On 9/28/07, Tom Lane <tgl(at)sss(dot)pgh(dot)pa(dot)us> wrote:
> Dave Page <dpage(at)postgresql(dot)org> writes:
> > Andrew Dunstan wrote:
> >> Then I think I'd rather disable use of client certs for the offending
> >> openssl versions in libpq, or let the apps die and refer the customers
> >> to the openssl people to lobby them for a sane solution.
>
> > If this were 8.0 I'd agree, but thats not a nice solution for those
> > already using client certs (such as the pgAdmin user who brought this to
> > my attention).
>
> Doesn't really matter. Even if we were willing to hack our own client
> apps like that (which I'm not), we can *not* transfer such a requirement
> onto every libpq-using application. It's just not acceptable.

Is it possible to use GNUTLS on Windows?

--
marko

Marko Kreen wrote:
> On 9/28/07, Tom Lane <tgl(at)sss(dot)pgh(dot)pa(dot)us> wrote:
>> Dave Page <dpage(at)postgresql(dot)org> writes:
>>> Andrew Dunstan wrote:
>>>> Then I think I'd rather disable use of client certs for the offending
>>>> openssl versions in libpq, or let the apps die and refer the customers
>>>> to the openssl people to lobby them for a sane solution.
>>> If this were 8.0 I'd agree, but thats not a nice solution for those
>>> already using client certs (such as the pgAdmin user who brought this to
>>> my attention).
>> Doesn't really matter. Even if we were willing to hack our own client
>> apps like that (which I'm not), we can *not* transfer such a requirement
>> onto every libpq-using application. It's just not acceptable.
>
> Is it possible to use GNUTLS on Windows?
>

No, I don't think so. I didn't think we accepted Martijn's(?) patch for
it anyway?

Regards, Dave

Dave Page wrote:
>>
>> Is it possible to use GNUTLS on Windows?
>>
>
> No, I don't think so. I didn't think we accepted Martijn's(?) patch
> for it anyway?
>
>

This mess might make that worth revisiting, if it can be used on
Windows. See http://josefsson.org/gnutls4win/

cheers

andrew

Dave Page <dpage(at)postgresql(dot)org> writes:
> Tom Lane wrote:
>> Doesn't really matter.
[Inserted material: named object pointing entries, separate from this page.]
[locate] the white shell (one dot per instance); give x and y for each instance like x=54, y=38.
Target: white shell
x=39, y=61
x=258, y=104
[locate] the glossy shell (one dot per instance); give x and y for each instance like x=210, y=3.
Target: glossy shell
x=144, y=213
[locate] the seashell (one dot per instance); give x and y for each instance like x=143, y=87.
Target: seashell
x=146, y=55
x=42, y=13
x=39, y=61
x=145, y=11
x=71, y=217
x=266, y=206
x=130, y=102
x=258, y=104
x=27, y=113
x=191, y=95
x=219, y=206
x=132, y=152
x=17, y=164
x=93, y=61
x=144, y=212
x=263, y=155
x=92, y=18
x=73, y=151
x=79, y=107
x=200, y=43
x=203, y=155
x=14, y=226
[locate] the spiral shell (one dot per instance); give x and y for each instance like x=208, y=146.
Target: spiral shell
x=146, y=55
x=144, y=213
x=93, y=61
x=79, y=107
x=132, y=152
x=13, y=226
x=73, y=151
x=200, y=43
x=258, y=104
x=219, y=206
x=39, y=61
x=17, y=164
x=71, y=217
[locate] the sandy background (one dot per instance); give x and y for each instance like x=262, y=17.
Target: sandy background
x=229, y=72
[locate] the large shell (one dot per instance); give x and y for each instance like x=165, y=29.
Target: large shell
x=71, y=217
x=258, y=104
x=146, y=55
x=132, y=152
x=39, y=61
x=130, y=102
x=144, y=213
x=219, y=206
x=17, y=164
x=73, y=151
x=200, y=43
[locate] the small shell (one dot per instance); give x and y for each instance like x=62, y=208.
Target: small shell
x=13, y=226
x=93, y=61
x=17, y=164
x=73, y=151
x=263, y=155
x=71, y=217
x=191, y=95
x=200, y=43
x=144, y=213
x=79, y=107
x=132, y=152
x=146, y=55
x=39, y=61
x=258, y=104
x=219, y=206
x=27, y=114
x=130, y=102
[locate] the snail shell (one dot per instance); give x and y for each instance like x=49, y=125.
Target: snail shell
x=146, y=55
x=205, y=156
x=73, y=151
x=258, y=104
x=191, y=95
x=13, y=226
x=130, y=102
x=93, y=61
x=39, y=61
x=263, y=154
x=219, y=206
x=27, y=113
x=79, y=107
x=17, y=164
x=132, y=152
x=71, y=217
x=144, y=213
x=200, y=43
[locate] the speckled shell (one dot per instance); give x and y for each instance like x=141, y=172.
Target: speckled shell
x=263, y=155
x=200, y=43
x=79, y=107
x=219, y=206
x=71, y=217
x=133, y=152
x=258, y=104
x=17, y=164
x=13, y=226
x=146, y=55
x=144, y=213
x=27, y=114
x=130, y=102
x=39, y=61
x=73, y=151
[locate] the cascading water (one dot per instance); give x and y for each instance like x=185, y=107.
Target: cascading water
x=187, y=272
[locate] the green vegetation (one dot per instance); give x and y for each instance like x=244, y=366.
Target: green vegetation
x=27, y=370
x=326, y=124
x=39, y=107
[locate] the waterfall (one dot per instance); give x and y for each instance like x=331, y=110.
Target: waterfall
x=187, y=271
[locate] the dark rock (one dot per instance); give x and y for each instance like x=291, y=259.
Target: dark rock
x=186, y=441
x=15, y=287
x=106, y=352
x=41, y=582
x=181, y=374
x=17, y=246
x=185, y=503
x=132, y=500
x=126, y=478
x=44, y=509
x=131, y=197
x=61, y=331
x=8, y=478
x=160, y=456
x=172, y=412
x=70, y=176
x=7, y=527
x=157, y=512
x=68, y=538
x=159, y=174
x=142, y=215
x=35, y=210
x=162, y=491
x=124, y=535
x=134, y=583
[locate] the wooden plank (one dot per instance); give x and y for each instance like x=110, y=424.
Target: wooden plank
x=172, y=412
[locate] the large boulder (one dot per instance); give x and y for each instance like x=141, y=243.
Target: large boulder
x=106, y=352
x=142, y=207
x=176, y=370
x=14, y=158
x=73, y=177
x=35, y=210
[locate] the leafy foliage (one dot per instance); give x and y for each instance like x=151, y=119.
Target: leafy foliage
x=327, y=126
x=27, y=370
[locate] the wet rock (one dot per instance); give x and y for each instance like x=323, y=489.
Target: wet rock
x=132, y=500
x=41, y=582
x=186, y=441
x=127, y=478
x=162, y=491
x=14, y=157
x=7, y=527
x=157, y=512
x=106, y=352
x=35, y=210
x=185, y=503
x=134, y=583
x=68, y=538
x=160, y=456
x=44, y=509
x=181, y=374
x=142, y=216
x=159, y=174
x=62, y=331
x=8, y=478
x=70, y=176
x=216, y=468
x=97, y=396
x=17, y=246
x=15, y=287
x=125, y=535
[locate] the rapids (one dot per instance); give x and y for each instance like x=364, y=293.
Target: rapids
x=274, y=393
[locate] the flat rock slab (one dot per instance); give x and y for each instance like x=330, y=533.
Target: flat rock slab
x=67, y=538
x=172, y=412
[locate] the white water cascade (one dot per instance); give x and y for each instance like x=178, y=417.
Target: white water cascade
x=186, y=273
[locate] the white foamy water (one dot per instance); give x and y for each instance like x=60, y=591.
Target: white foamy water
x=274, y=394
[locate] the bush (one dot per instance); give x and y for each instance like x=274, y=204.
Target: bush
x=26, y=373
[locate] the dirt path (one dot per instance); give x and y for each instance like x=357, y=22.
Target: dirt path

Even if we were willing to hack our own client
>> apps like that (which I'm not), we can *not* transfer such a requirement
>> onto every libpq-using application. It's just not acceptable.

> *We're* not transfering any requirement. I've fixed pgAdmin for example
> without any need to touch any Postgres code.

Well, yeah, we are, as evidenced by the fact that you had to do
something to pgAdmin. Every other application that uses libpq would
also be facing source code changes to make it work.

Is there really no way to solve this within libpq?

regards, tom lane

Tom Lane wrote:
> Dave Page <dpage(at)postgresql(dot)org> writes:
>> Tom Lane wrote:
>>> Doesn't really matter. Even if we were willing to hack our own client
>>> apps like that (which I'm not), we can *not* transfer such a requirement
>>> onto every libpq-using application. It's just not acceptable.
>
>> *We're* not transfering any requirement. I've fixed pgAdmin for example
>> without any need to touch any Postgres code.
>
> Well, yeah, we are, as evidenced by the fact that you had to do
> something to pgAdmin. Every other application that uses libpq would
> also be facing source code changes to make it work.

Yes, but it's not us requiring it (except in as much as we provide some
level of SSL support) but the OpenSSL crew.

> Is there really no way to solve this within libpq?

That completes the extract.